Quando arrivo a piazza Sant'Egidio per vedere la mostra ormai agli sgoccioli su Inge Morath, c'è una lunga fila alla biglietteria e io - pur avendo fatto l'anno scorso la MIC (Musei In Comune) card - non l'ho ancora rinnovata. Poi, grazie alla disponibilità di uno dei custodi, mi fanno intanto entrare con l'accordo di passare in biglietteria all'uscita.
Nel Museo c'è tantissima gente, che non è esattamente la condizione migliore per vedere una mostra; comunque io e F. non demordiamo e iniziamo il nostro giro.
Inge Morath, che io non conoscevo, è stata la prima donna a entrare nella famosa agenzia fotografica Magnum (di cui avevo visto qualche anno fa un'altra mostra all'Ara Pacis). Moglie di Arthur Miller, il famoso drammaturgo che prima era stato sposato con Marylin Monroe, la Morath - di origine austriaca - era una donna poliedrica e curiosa, conoscitrice delle lingue, appassionata di viaggi, cui ha dedicato molti dei suoi lavori fotografici. Adottò in buona parte un approccio umanistico alla fotografia, scegliendo primariamente come propri soggetti le persone comuni riprese nella loro quotidianità. Ovviamente non mancano nella sua produzione ritratti di personaggi famosi, collaborazioni con artisti e fotografie di paesaggi naturali e urbani, perché - come molti altri fotografi - nel suo approccio alla fotografia la Morath è sempre stata versatile.
La mostra prevede una prima parte con le fotografie fatte da altri in cui il soggetto è la stessa Morath, poi le sue foto sono organizzate geograficamente: per ogni area geografica che è stata documentata fotograficamente è esposta una selezione di fotografie particolarmente significativa. Completano l'antologia fotografica la serie dei ritratti e quella intitolata Masks, realizzata insieme all'artista Saul Steinberg.

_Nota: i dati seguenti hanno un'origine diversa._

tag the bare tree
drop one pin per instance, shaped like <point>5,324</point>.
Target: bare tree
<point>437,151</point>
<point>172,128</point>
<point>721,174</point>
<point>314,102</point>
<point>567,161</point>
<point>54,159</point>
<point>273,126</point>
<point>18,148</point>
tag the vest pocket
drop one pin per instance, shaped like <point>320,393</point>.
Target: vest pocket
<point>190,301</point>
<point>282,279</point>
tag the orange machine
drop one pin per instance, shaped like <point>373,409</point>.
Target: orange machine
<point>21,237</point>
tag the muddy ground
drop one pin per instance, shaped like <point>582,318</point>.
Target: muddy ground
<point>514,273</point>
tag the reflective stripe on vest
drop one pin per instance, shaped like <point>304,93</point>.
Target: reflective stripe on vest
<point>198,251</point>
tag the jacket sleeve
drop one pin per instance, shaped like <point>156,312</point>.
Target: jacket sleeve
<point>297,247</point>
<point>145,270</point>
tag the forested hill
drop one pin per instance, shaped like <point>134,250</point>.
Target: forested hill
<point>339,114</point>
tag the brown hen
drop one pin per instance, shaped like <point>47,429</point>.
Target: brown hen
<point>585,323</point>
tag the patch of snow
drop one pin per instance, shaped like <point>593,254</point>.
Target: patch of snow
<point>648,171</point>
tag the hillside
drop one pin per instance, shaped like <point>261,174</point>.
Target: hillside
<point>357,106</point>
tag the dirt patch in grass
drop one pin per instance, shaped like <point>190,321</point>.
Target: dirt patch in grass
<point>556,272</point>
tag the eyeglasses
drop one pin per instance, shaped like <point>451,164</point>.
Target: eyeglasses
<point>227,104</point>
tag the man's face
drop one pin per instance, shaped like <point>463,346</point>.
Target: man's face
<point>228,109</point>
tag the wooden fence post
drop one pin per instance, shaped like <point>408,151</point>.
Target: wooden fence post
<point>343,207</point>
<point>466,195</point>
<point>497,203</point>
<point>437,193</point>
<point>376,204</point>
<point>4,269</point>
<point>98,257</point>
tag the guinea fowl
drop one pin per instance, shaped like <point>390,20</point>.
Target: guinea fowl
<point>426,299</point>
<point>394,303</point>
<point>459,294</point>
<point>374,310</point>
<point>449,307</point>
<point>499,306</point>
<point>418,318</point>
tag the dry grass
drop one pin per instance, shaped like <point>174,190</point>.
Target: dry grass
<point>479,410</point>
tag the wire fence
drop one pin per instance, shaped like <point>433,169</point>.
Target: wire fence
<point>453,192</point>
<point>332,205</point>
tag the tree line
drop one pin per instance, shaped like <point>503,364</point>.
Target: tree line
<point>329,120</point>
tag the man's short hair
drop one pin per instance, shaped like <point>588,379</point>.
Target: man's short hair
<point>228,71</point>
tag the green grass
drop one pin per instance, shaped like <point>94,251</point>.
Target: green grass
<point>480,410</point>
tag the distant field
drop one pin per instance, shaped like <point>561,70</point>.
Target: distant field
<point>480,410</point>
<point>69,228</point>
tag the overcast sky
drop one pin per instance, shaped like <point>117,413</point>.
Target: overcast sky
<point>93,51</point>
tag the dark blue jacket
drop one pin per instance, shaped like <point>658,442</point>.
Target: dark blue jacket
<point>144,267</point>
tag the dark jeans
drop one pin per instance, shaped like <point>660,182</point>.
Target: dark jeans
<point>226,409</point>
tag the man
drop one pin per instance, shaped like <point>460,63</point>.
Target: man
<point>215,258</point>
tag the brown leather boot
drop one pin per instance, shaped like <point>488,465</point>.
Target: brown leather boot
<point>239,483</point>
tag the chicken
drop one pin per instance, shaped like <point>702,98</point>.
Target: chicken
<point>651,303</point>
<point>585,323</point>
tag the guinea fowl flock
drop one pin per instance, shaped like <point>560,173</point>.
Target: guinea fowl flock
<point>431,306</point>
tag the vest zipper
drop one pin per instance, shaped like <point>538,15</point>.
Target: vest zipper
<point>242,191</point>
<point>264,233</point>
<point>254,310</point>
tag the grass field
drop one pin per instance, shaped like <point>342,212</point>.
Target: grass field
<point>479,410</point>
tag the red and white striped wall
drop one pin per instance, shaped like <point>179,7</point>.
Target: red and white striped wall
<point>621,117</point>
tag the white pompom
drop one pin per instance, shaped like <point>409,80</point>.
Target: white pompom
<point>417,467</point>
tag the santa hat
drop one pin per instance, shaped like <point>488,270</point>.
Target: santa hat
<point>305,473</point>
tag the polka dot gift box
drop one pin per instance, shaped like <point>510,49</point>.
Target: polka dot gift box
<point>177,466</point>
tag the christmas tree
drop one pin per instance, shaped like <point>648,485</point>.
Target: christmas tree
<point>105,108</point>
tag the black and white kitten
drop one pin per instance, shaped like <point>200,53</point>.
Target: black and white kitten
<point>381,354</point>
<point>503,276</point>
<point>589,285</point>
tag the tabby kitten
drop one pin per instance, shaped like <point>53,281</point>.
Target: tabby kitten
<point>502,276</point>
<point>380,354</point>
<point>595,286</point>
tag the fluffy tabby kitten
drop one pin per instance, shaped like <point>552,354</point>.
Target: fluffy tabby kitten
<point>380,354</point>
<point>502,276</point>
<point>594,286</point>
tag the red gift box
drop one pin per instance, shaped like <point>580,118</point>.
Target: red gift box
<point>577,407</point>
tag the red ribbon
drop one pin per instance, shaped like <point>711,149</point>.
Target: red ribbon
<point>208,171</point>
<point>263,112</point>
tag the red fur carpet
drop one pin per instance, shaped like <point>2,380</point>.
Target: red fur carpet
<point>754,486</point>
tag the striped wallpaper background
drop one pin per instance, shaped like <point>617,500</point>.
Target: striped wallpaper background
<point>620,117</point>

La mostra si chiude con l'ultima fotografia della Morath, un autoritratto su cui la fotografa ha applicato un'infiorescenza che le copre il volto lasciando visibili solo gli occhi.
Nel percorso espositivo trovano posto anche oggetti, lettere, libri, appunti, e due filmati, uno più breve inserito nel percorso stesso, e l'altro, più lungo, disponibile nell'apposita saletta.
Un personaggio, la Morath, molto interessante sia sul piano umano che fotografico, che la mostra di Roma consente di scoprire o riscoprire, suscitando ulteriori curiosità.
Prima di andar via dal Museo, io e F. decidiamo di fare un salto anche al secondo piano, dove ci soffermiamo su un'altra esposizione, La Bulgaria attraverso lo specchio del tempo, curata da Irina Dilkova e Milena Kaneva. Lo spunto della mostra è costituito da 36 lastre fotografiche relative alla Bulgaria che descrivono l’epoca in cui sono ambientate le foto dal punto di vista storico, etnografico, geografico, diplomatico.
Le lastre erano state donate nel 1996 da Nadezhda Bliznakov De Micheli Vitturi, un’aristocratica italiana di origine bulgara, ad Antonina Stoyanova, allora First Lady della Bulgaria, e appartenevano al nonno Marko Bliznakov, che le aveva conservate avvolte in fogli di carta scritti a macchina, per lo più missive diplomatiche. A parte la curiosità per queste lastre fotografiche e l'allestimento multimediale, noi siamo state catturate dal filmato Un tesoro nel cuore che propone una lunga e bella intervista a una ormai molto anziana Nadezhda Bliznakov De Micheli Vitturi.